Which cells do not need insulin?

It should be noted here that there are some tissues that do not require insulin for efficient uptake of glucose: important examples are brain and the liver. This is because these cells don't use GLUT4 for importing glucose, but rather, another transporter that is not insulin-dependent.

What is beta cell strain?

Beta cells produce insulin, and also secrete insulin when they are signaled to do so by an increase in glucose levels in the blood. Without adequate insulin, blood glucose levels rise too high, a defining characteristic of any type of diabetes.

Where are the islets of Langerhans located and what is their function?

Image result for islets of Langerhans

The pancreatic islets or islets of Langerhans are the regions of the pancreas that contain its endocrine (i.e., hormone-producing) cells, discovered in 1869 by German pathological anatomist Paul Langerhans.

Image result for islets of langerhans diabetes

Image result for islets of langerhans diabetes

Image result for islets of langerhans diabetes

Image result for islets of langerhans diabetes

Image result for islets of langerhans diabetes

Image result for islets of langerhans diabetes


Image result for islets of langerhans diabetes

How Insulin is synthesized?
Insulin is synthesized in significant quantities only in beta cells in the pancreas. ... When the beta cell is appropriately stimulated, insulin is secreted from the cell by exocytosis and diffuses into islet capillary blood. C peptide is also secreted into blood, but has no known biological activity.

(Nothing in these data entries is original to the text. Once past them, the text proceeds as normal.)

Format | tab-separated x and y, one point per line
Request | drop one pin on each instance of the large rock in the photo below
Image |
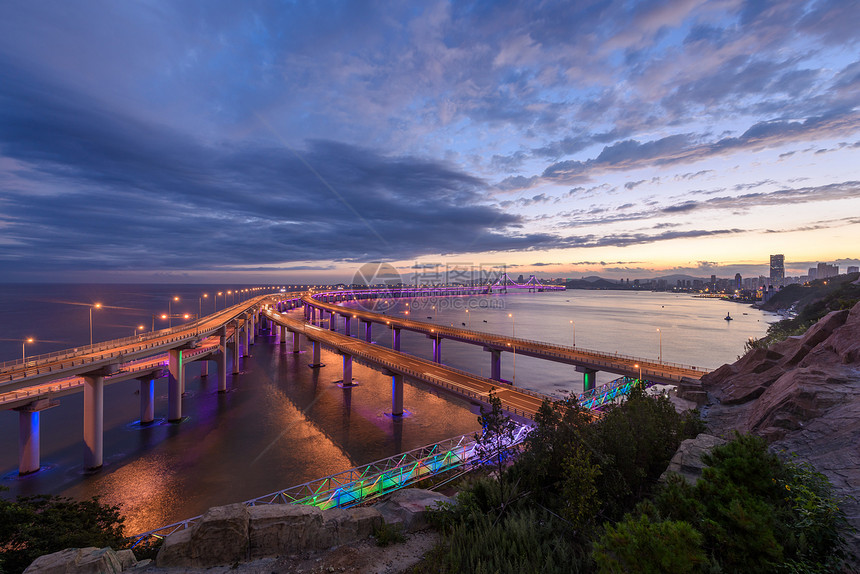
687	460
409	508
802	395
286	528
220	537
89	560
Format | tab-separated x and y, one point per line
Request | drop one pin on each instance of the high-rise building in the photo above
826	270
777	270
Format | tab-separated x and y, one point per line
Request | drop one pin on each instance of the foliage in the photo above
755	513
542	467
37	525
497	433
579	497
813	301
387	534
635	442
526	541
636	544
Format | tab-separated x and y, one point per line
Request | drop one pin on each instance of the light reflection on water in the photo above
283	424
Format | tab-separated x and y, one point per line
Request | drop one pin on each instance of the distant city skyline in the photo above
216	142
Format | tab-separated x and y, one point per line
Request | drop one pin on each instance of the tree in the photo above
497	434
636	544
42	524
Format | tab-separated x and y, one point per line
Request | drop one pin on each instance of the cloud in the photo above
119	193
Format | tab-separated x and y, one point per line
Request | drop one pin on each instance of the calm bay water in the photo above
282	423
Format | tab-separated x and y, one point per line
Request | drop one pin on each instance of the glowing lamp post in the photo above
170	310
23	349
96	306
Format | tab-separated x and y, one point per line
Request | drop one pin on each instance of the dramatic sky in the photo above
291	141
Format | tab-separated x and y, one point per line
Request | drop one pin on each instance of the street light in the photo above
170	310
514	378
96	306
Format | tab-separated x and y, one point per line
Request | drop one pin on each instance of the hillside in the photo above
802	395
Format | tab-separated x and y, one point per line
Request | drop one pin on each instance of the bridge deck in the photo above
628	366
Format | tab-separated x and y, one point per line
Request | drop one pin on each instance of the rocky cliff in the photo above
801	395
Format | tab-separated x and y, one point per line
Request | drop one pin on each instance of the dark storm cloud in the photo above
118	193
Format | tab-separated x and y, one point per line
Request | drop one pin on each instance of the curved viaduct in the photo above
35	385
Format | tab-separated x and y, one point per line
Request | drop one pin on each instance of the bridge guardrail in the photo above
90	351
480	335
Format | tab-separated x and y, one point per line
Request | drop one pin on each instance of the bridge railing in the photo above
99	348
481	335
352	486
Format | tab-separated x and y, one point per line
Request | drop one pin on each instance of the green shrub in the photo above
33	526
640	545
525	542
388	534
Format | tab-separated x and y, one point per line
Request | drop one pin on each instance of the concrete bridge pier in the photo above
396	395
237	334
316	363
588	378
437	348
94	386
29	426
347	370
495	364
175	384
147	399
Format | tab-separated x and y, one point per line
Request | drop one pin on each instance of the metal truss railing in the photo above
363	483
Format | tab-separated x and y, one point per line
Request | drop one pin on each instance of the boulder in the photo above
89	560
409	508
126	558
286	528
175	551
687	460
802	395
220	537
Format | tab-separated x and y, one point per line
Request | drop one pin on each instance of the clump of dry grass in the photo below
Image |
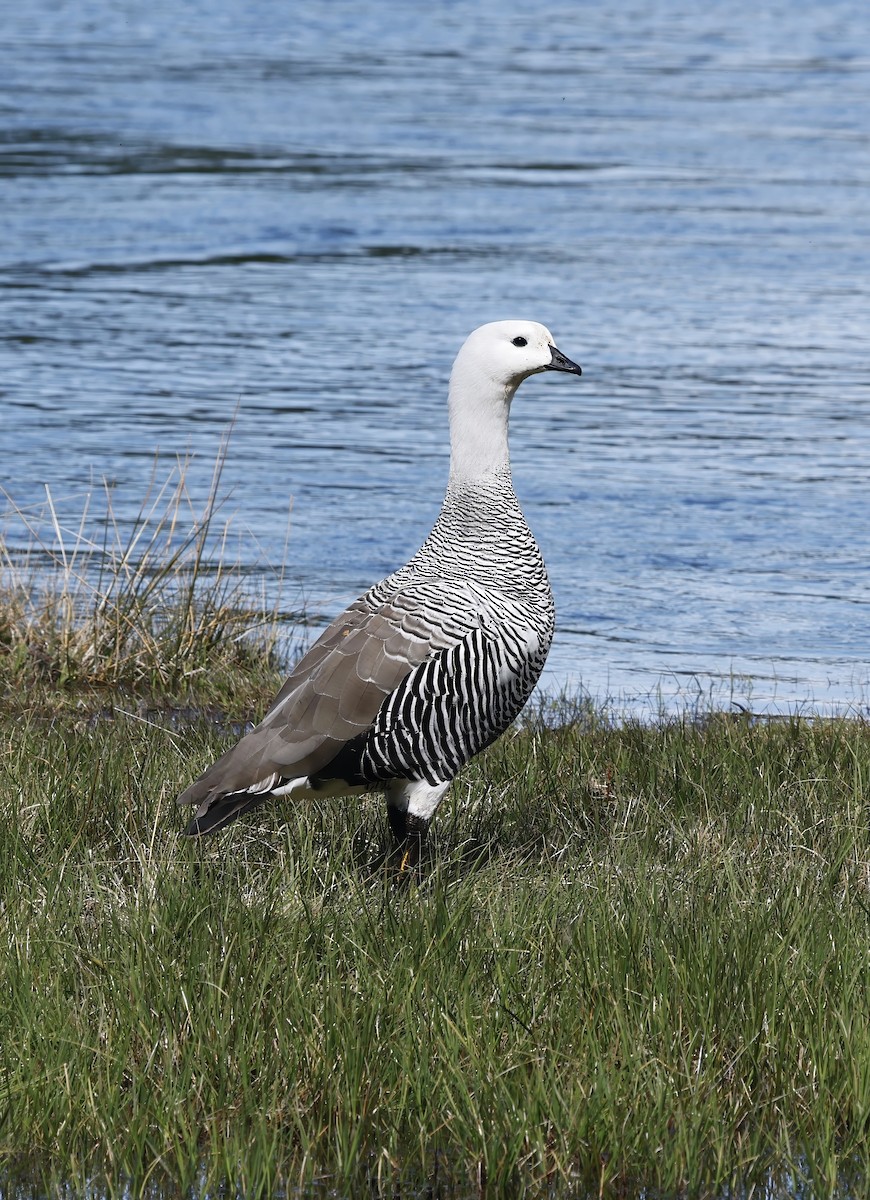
157	605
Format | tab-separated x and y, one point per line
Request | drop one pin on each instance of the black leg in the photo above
409	833
399	822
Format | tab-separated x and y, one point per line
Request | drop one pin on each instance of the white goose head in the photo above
489	369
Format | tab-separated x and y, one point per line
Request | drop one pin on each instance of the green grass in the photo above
637	957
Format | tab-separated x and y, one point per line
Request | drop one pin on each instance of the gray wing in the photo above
447	709
337	688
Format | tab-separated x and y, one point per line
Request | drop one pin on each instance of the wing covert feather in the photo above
337	688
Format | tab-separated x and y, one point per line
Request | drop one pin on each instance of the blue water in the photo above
303	210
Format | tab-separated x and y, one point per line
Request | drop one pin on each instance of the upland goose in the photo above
432	664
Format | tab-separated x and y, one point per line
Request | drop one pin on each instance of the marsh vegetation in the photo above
636	954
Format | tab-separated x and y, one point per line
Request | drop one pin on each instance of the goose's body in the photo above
432	663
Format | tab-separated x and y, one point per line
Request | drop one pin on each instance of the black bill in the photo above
559	363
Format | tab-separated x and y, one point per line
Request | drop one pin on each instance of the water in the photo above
304	210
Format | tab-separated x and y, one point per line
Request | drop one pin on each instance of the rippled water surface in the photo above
305	209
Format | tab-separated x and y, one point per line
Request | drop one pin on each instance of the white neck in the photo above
479	408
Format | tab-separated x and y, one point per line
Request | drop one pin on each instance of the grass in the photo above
637	961
157	605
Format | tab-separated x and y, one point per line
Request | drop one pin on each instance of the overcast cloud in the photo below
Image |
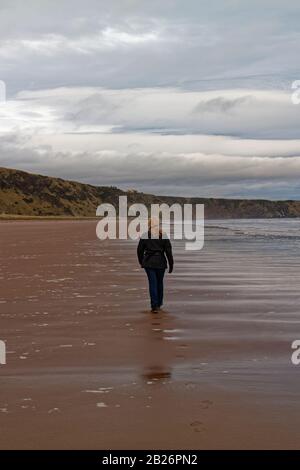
172	97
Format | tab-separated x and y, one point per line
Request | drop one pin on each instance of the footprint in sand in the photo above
204	404
197	426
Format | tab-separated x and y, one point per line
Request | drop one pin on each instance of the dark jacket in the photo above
154	253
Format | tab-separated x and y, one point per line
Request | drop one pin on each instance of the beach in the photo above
90	367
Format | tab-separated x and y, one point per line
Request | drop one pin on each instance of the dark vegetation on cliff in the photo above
27	194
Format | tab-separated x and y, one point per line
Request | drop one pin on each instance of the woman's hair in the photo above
154	226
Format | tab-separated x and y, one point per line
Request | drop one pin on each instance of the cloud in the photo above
167	96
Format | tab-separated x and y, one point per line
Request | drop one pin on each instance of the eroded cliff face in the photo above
28	194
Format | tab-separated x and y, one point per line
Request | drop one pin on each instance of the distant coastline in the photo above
26	195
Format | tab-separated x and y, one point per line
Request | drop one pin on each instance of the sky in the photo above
190	98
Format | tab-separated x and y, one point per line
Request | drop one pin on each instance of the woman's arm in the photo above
140	251
169	254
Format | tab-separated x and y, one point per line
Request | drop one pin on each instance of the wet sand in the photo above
88	366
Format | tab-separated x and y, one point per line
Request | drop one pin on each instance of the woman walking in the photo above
153	252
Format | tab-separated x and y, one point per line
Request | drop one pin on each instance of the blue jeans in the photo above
156	285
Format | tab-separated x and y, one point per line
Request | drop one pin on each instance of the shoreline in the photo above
88	365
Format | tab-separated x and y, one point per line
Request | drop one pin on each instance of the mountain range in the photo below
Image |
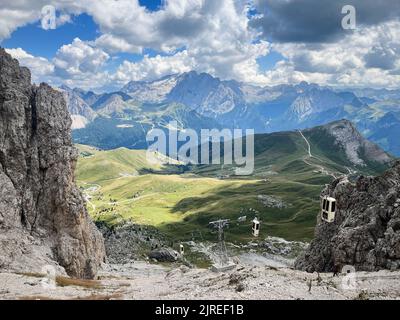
122	119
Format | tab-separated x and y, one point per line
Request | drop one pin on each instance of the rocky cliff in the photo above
366	231
43	220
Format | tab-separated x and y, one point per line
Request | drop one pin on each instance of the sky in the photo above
103	44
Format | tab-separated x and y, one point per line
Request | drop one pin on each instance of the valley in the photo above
291	168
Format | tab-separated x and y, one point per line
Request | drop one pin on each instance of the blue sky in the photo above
104	44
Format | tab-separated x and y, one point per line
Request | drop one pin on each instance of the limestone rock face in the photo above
366	231
43	219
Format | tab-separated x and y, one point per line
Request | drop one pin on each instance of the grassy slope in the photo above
180	205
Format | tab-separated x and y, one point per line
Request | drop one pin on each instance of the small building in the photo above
256	227
328	209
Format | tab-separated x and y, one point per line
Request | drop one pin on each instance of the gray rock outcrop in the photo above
43	219
366	230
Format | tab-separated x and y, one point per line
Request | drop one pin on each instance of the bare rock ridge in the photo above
43	219
366	230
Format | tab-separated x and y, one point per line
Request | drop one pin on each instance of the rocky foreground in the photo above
43	219
366	230
147	281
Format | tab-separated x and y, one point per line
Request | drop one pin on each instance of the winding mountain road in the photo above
310	155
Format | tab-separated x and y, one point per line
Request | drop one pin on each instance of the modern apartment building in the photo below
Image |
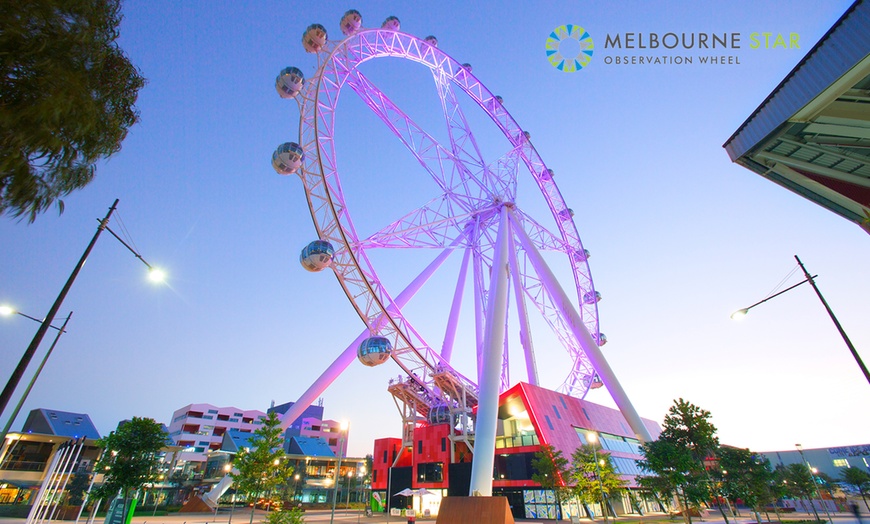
200	428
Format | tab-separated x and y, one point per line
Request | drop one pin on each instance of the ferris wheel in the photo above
473	213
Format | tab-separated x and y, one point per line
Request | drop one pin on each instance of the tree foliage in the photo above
859	480
688	438
130	457
262	468
747	476
551	471
67	95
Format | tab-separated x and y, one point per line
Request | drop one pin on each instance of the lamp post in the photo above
60	331
593	438
347	496
227	468
815	485
740	313
49	318
295	487
341	437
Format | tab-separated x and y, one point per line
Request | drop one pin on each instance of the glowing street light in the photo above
12	383
740	313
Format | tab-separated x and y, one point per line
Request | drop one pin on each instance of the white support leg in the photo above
487	410
523	314
593	352
338	366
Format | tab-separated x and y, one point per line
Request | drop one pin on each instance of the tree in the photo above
688	438
859	480
589	478
671	469
551	472
77	487
68	93
130	457
746	476
262	467
798	483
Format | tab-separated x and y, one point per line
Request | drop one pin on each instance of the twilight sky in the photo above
680	237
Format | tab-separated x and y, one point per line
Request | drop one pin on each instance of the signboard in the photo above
118	511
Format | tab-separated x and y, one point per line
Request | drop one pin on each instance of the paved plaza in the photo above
354	516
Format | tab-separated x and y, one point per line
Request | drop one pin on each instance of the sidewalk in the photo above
348	516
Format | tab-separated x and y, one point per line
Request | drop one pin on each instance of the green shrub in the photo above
288	516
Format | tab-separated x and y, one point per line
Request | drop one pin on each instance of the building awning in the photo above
811	135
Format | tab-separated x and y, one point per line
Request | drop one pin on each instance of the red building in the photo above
529	416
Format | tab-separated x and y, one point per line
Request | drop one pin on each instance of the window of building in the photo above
513	466
430	471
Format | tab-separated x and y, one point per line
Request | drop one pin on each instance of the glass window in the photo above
430	472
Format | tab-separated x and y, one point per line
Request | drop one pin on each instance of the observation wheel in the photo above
473	212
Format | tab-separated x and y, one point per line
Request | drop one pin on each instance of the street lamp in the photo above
341	436
593	438
228	467
296	487
740	313
6	310
49	318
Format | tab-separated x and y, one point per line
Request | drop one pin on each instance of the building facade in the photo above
27	458
529	417
200	428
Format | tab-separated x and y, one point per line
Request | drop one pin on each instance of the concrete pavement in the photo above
241	516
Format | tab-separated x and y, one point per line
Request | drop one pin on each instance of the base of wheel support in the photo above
474	510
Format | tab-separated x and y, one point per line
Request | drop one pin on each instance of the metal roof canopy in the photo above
811	135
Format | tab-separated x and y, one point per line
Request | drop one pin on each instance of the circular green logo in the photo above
569	48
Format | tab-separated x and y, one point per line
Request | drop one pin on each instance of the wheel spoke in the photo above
448	171
430	226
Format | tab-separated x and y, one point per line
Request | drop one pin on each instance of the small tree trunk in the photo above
719	504
685	507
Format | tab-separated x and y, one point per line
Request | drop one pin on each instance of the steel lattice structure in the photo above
474	212
472	192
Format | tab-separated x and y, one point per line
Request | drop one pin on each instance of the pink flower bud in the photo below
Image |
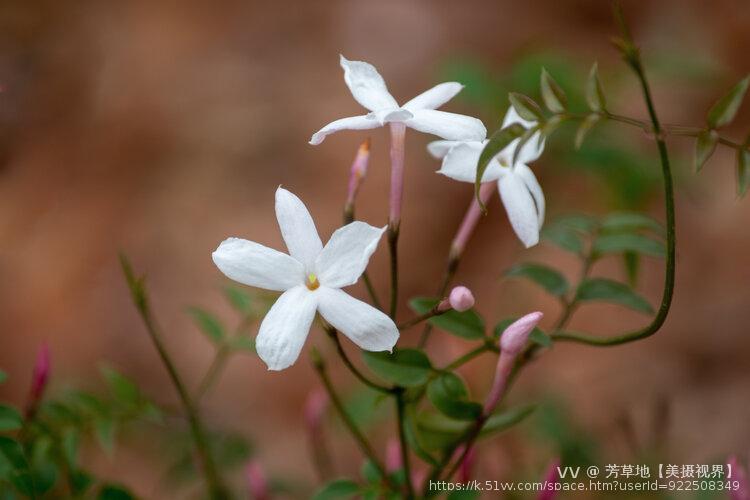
358	171
461	299
551	478
515	336
256	480
393	456
39	378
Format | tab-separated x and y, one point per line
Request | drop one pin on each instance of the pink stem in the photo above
398	133
470	221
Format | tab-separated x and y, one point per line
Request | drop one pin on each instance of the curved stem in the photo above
348	362
216	489
364	445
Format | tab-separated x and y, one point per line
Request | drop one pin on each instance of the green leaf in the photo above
602	289
723	112
553	96
114	492
498	141
631	261
743	171
340	488
124	389
10	418
627	242
564	237
537	335
594	92
705	145
449	395
526	107
467	324
629	222
209	324
583	130
406	367
238	298
548	278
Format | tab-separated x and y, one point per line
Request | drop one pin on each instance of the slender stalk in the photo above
403	444
334	335
398	133
362	442
216	489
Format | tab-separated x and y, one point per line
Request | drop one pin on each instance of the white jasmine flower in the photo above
311	277
519	190
369	89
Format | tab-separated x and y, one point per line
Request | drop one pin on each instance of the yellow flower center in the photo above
312	282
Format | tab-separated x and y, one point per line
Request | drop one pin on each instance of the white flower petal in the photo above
450	126
438	149
363	122
284	329
253	264
519	204
297	228
435	97
366	85
461	163
534	188
366	326
345	256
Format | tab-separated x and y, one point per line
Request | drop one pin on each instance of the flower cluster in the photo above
311	276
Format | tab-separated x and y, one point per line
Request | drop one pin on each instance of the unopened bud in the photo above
516	335
358	171
256	481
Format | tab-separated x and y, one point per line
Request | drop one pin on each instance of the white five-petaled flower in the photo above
519	190
311	277
420	113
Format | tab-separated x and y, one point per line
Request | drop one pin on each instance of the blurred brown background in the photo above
160	128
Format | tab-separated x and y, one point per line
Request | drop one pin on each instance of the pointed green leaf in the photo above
594	92
548	278
619	222
723	112
406	367
209	324
553	96
499	140
526	107
449	395
705	145
743	171
627	242
10	418
337	490
602	289
467	324
564	237
631	261
586	125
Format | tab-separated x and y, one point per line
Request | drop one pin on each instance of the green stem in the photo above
217	490
362	442
403	443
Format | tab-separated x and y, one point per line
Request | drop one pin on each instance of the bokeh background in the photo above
160	128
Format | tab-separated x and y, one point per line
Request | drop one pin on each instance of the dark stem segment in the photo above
362	442
216	489
400	415
334	335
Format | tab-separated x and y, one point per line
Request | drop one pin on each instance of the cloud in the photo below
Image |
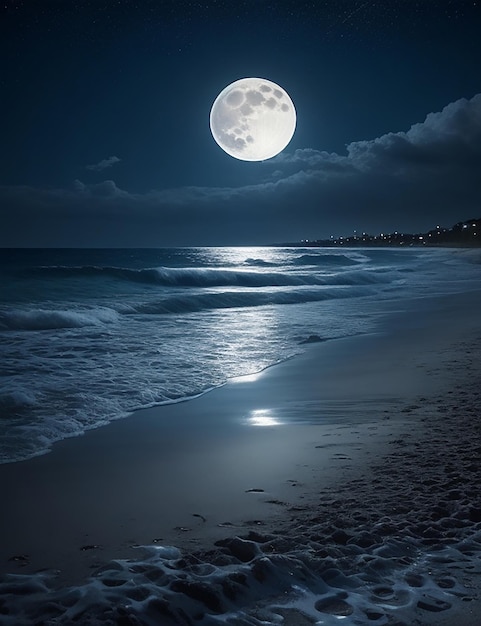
104	164
400	181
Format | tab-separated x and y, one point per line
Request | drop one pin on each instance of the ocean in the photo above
89	336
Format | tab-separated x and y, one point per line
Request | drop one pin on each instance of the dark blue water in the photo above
88	336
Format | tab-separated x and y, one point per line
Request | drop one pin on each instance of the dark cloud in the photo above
104	164
399	181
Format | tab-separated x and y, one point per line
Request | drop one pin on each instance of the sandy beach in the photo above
356	462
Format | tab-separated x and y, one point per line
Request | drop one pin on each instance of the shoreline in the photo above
337	418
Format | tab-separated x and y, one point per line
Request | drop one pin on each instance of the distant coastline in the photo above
461	234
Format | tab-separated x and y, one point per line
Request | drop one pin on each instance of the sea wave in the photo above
326	260
218	277
44	319
237	299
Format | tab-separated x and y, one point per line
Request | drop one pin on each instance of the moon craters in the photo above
253	119
235	99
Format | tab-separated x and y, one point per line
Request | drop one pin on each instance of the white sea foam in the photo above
90	336
249	582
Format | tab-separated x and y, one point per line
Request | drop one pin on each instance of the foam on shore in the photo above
392	537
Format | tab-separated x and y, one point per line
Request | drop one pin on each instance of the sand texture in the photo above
342	483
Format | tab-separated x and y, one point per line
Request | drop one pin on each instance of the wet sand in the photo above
354	445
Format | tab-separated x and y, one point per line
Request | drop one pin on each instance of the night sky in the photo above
104	120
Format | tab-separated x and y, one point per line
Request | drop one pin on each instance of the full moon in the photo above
253	119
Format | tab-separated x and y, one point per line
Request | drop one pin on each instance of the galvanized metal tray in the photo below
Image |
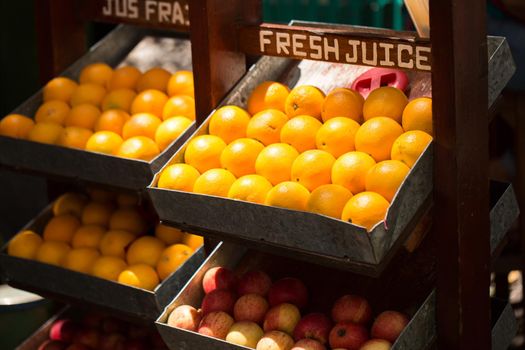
78	288
140	47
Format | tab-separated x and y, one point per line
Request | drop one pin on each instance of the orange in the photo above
385	101
156	78
268	95
250	188
45	133
70	203
240	155
52	112
350	170
312	169
229	123
108	267
266	126
376	137
181	83
170	130
59	88
329	200
128	219
96	73
418	115
119	99
289	195
106	142
204	152
83	116
52	252
385	178
80	260
115	243
300	132
124	78
24	245
142	124
97	213
214	182
365	209
88	236
17	126
88	93
168	234
408	147
337	136
74	137
138	147
145	250
304	100
140	276
149	101
172	258
342	102
179	177
275	162
61	228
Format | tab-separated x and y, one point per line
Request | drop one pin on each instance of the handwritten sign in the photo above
153	13
336	46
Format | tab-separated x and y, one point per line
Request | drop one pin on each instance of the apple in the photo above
288	290
348	335
275	340
216	324
283	317
352	308
254	282
389	325
376	344
308	344
245	334
185	317
316	326
218	278
250	307
218	300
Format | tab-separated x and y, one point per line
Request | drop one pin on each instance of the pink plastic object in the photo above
378	77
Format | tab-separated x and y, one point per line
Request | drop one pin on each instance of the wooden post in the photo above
461	191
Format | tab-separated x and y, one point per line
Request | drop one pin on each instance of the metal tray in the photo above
78	288
140	47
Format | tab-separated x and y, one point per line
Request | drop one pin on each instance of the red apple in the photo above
308	344
283	317
316	326
288	290
348	335
376	344
389	325
216	324
250	307
185	317
254	282
352	308
218	300
218	278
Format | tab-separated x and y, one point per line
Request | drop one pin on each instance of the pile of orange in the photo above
336	155
105	235
121	111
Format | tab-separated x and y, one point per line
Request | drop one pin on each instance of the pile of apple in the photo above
96	331
252	311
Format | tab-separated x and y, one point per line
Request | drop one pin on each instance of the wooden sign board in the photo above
338	46
152	13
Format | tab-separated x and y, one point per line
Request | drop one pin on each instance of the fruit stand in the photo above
423	266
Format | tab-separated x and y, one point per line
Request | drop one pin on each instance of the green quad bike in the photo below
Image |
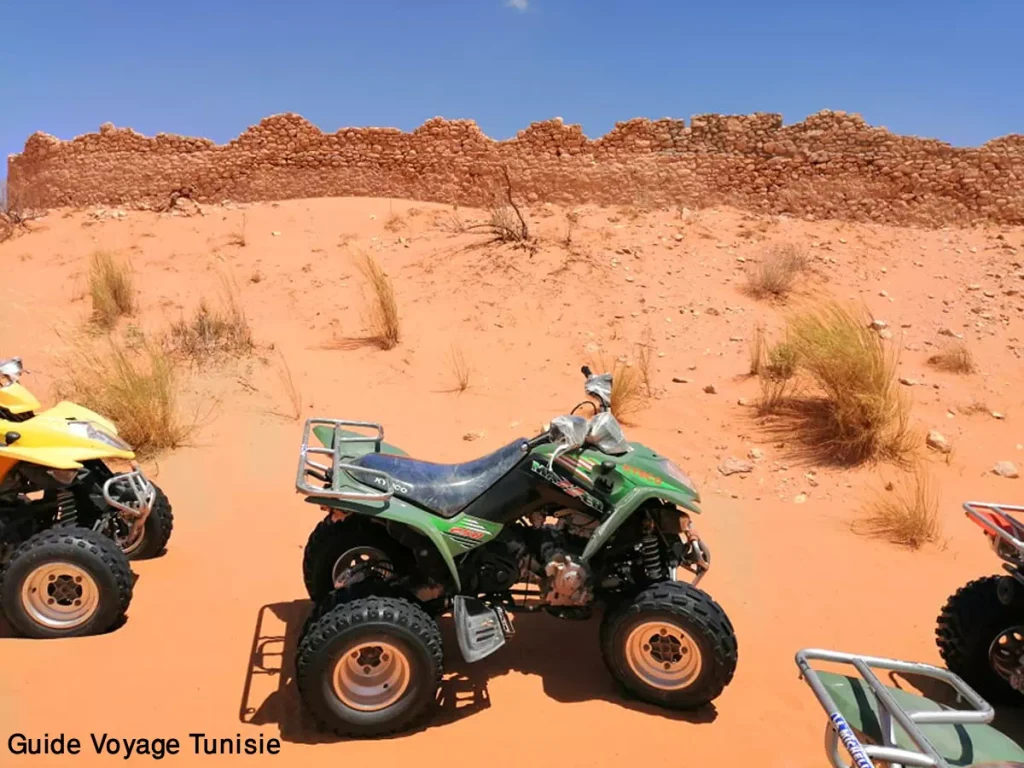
562	522
980	632
880	725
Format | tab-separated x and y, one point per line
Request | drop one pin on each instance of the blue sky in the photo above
945	69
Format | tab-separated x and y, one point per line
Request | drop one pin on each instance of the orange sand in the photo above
210	635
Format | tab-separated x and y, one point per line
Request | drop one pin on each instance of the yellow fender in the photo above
46	440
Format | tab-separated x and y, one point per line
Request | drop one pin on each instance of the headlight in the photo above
673	470
89	431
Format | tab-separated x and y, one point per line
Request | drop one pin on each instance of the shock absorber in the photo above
651	557
67	508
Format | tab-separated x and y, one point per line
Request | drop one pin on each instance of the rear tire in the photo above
330	542
671	645
157	530
66	583
971	621
371	667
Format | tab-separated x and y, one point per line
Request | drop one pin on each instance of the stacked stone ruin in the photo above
832	165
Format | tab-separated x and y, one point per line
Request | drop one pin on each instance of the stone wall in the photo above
830	165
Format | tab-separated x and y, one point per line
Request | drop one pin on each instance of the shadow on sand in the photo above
563	653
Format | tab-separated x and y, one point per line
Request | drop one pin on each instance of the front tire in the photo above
370	667
156	532
66	583
671	645
971	623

Can the beta cells regenerate?

A chemical found in ayahuasca has the potential to regenerate pancreas cells that have been lost to diabetes. New research published in Nature Medicine may have unlocked a new line of treatment for diabetes. The researchers honed in on the main culprits in diabetes: beta cells. Ayahuasca is an Amazonian plant mixture that is capable of inducing altered states of consciousness, usually lasting between 4 to 8 hours after ingestion.

What are the alpha cells?

Alpha cells (more commonly alpha-cells or α-cells) are endocrine cells in the pancreatic islets of the pancreas. They make up to 20% of the human islet cells synthesizing and secreting the peptide hormone glucagon, which elevates the glucose levels in the blood.

Physiologic Effects of Insulin

Stand on a streetcorner and ask people if they know what insulin is, and many will reply, "Doesn't it have something to do with blood sugar?" Indeed, that is correct, but such a response is a bit like saying "Mozart? Wasn't he some kind of a musician?"

Insulin is a key player in the control of intermediary metabolism, and the big picture is that it organizes the use of fuels for either storage or oxidation. Through these activities, insulin has profound effects on both carbohydrate and lipid metabolism, and significant influences on protein and mineral metabolism. Consequently, derangements in insulin signalling have widespread and devastating effects on many organs and tissues.

The Insulin Receptor and Mechanism of Action

Like the receptors for other protein hormones, the receptor for insulin is embedded in the plasma membrane. The insulin receptor is composed of two alpha subunits and two beta subunits linked by disulfide bonds. The alpha chains are entirely extracellular and house insulin binding domains, while the linked beta chains penetrate through the plasma membrane.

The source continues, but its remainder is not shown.